Recipe developed by Clinical Nutritionist, Malissa Fedele (@malissafedele).

Ingredients:

8 Portobello Mushrooms

1 tablespoon Olive Oil

1 White Onion, diced

2 cloves of Garlic, crushed

2 Celery Stalks, diced

1/4 cup Thyme & Parsley, chopped

4 handfuls Arborio Rice

1/4 cup dry White Wine

1-1.5L Vegetable Stock

50gm Unsalted Butter

1/4 cup Parmesan Cheese

Season with salt & pepper as desired


Method:

1. Heat the olive oil in a large saucepan over medium heat and add in the onion, garlic and celery. Stir for 1-2minutes and add in the chopped herbs.

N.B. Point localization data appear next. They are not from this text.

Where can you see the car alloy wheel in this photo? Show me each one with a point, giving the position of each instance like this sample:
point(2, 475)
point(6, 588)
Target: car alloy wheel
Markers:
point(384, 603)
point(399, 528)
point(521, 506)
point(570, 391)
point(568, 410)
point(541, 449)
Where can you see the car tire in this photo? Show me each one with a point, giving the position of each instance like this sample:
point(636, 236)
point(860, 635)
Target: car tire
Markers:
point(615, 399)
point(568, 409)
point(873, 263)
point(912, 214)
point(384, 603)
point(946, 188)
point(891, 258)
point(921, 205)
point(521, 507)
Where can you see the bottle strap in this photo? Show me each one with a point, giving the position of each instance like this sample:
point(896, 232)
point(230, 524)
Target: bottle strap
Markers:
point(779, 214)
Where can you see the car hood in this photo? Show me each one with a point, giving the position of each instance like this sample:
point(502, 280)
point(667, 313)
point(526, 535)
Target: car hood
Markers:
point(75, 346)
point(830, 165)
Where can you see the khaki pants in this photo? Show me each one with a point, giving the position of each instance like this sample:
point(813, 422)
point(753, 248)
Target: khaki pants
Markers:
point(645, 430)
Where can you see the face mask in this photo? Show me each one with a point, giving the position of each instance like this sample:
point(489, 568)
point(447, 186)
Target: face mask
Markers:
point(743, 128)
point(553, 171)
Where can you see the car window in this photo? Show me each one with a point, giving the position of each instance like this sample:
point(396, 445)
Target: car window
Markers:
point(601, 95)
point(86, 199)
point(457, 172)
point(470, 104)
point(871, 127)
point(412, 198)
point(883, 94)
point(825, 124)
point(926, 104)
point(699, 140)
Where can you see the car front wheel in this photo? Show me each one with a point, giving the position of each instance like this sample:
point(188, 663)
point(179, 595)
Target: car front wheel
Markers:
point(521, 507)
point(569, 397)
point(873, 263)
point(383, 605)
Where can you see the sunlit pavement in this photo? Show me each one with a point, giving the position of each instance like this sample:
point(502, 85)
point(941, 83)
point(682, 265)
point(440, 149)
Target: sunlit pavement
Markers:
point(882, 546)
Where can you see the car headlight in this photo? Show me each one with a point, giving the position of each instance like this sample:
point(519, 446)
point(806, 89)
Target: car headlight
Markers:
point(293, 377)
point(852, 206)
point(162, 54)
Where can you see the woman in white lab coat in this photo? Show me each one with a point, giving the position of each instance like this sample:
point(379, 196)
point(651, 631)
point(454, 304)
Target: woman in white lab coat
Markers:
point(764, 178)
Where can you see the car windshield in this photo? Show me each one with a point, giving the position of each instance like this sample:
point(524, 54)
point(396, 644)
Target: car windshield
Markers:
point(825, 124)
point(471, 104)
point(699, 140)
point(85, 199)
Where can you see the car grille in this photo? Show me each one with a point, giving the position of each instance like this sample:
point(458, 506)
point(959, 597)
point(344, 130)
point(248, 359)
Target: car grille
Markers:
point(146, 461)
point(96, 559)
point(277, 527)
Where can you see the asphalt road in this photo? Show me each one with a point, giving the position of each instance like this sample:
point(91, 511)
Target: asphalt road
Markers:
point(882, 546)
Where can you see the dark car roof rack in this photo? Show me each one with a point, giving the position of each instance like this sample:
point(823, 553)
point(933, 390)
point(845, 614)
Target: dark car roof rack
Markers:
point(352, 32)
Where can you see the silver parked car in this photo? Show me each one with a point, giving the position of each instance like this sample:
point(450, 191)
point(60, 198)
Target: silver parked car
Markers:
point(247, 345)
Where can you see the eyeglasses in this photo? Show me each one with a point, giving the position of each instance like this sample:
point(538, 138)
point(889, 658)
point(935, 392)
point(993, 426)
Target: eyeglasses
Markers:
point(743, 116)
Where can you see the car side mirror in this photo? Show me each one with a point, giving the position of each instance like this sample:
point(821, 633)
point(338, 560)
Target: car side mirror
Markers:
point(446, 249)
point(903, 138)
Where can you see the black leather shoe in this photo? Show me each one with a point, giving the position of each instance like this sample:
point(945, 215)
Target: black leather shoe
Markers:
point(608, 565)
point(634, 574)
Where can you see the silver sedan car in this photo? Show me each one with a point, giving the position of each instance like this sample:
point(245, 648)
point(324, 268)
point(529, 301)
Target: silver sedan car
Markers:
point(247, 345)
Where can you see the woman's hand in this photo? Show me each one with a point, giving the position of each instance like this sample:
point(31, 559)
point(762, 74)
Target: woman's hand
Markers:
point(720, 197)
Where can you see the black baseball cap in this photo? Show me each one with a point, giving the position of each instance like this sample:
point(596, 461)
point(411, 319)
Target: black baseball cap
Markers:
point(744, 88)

2. Add in rice and stir through the white wine. Allow this to completely absorb.

3. Meanwhile, heat the stock in a saucepan until warm.

4. Add in your chopped mushrooms and allow to cook for 2-4minutes.

5. Begin adding in the stock slowly, one ladle at a time stirring occasionally and cook until rice is al dente (you may not need all the stock). This should take around 15-20mins.

6. Take off the heat and add in the butter and parmesan cheese. Stir through until the butter has completely melted. Serve immediately. Enjoy!